I was worried for nothing.
Dropping my first-ever uncensored f-bomb, some crass double entendre, and a provocative socio-political-cultural statement all in one email had me nervous last week. But the feedback was awesome and only a couple people unsubscribed. I’m chalking that up as a big win.
The folks at Forbes published a nice profile on us last week too, but I didn’t mention it because we had more important things to say. One thing’s for sure, I definitely don’t talk in run-on sentences like that article seems to indicate but I guess I should pay more attention to that and the picture also makes my head look enormous, which it probably is, literally and figuratively, and, otherwise, it was a flattering bit of good exposure for our business, so I’ll chalk that up as a win as well and you should read the article when you have a minute and did you see what I just did there?
Next week, I’m off to Scottsdale for the annual TMRE conference to unveil our research on tech adoption that I’ve been telling you about. If you or anyone from your team will be there, join us. I have a patented move at conferences where I pay the hotel to wheel an open bar into the room for my session. Very popular with the standing-room-only-crowd. Very unpopular with the concurrent speakers. We also do a private after-hours cocktail party the last night of the conference, and you’re all invited to that. And this entire paragraph makes me sound like a lush.
Here’s what we’re seeing this week:
Even as consumer confidence remained steady for the past several weeks, investor sentiment kept rising.Our partners at PNC are attributing it to a combination of trade progress, strong company earnings estimates, S&P returns, and other stuff that’s way over my head. All I know is that investor optimism is the highest we’ve seen it since January.
Young people don’t go to the doctor, because of course they don’t, and it has nothing to do with them being “Millennials.” A WaPo article this week was picked up by a bunch of other outlets, highlighting data from the Kaiser Foundation about primary care physicians (PCPs) and how Millennials use them less than other generations. But the idea that these young people used to see PCPs and no longer do – which is a hot take that Axios and others leapt to – is simply untrue. According to our data, rates of using PCPs among 18-34-year-olds have actually risen since 2013, owed mostly to the ACA. Do Millennials go to the doctor less than old people? Surely. But it’s not because they’re Millennials; it’s because they’re young. If I’ve told you once, I’ve told you a million times – do not confuse a life stage phenomenon for a generational one.
Rideshare apps just keep growing and growing. Over 35% of U.S. adults now use rideshare services like Uber and Lyft, up 10 percentage points since early 2017. Yes, they’re more popular with younger people but 17% of ride-sharers are now over 55. The services are particularly popular with Blacks and Hispanics and, naturally, people in urban areas. There’s still a bit of a gender disparity, however, as women are much less likely than men to use them. But the biggest correlation was tied to business travel. 58% of people who travel out of town for business on a monthly basis or more use rideshares. Frankly, I couldn’t live without it.
It’s a rough stretch for new TV sitcoms. We are doing some cool analysis on the new broadcast TV shows this fall, looking at the psychographic profiles of a show’s current audience compared to people who said they intended to watch it after the Upfronts in May.

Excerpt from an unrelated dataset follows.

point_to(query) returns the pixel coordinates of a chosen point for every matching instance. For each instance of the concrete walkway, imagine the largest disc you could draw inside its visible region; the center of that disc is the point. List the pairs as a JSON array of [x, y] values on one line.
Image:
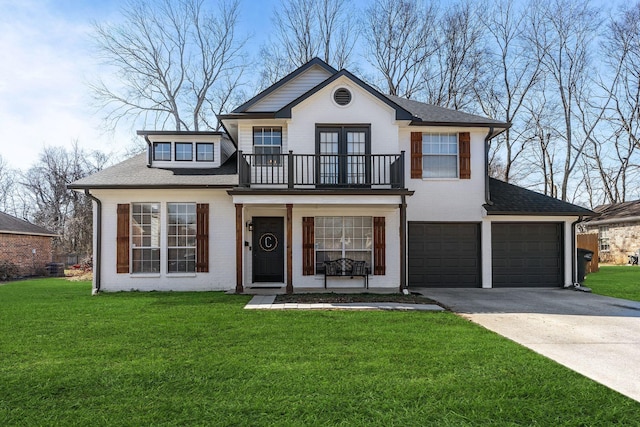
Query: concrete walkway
[[267, 302], [596, 336]]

The goal is to find patterns in the audience profiles that could predict a show’s future success. Some shows did really well at building and maintaining those audiences of intenders – “Last Man Standing”, “Manifest”, and “F.B.I.”, for example. But new sitcoms struggled mightily, as you can see in this brief report we wrote up. It seems people would rather get lost in dramas right now.
Americans are increasingly less likely to identify as heterosexual. Imagine the lovely comments you would get if you posted that little nugget on Facebook. But it’s true. The percentage of people who responded to our sexual preference question with “heterosexual/straight” decreased from 79% last summer to 73% this quarter. People who said “lesbian/gay” increased by 2 points to 5% and “queer” increased from 1% to 3%. 6% identify as bisexual, 2% non-binary, and 1% transgender. 2% of people say they’re “not sure” and 12% “prefer not to say” – a number that has been unchanged since we started tracking it. Maybe, just maybe, people are feeling more comfortable flying whatever flag they choose.
Some Random (Cheesy) Stats of the Week
- 51% of people prefer hard cheese, 39% soft cheese and 10% no cheese;
- 13% of people prefer their burgers without cheese;
- 55% of people like cottage cheese, 45% don’t;
- 63% of people like their grilled cheese sandwiches plain, 29% like additional toppings;
- 27% of people prefer plain cheese pizza with no toppings;
- Favorite Cheese: Cheddar (24%), Swiss (14%) Pepper Jack, Provolone, and Mozzarella (tied at 13%), American (9%), Other (12%)
There you have it.
Hoping you’re well.
In case you’re wondering, this is an informal email I write to CivicScience clients, friends, and other VIPs every Saturday morning. If you’re getting this, you’re either one of those people or were referred to me by one of them. I always love your comments and feedback.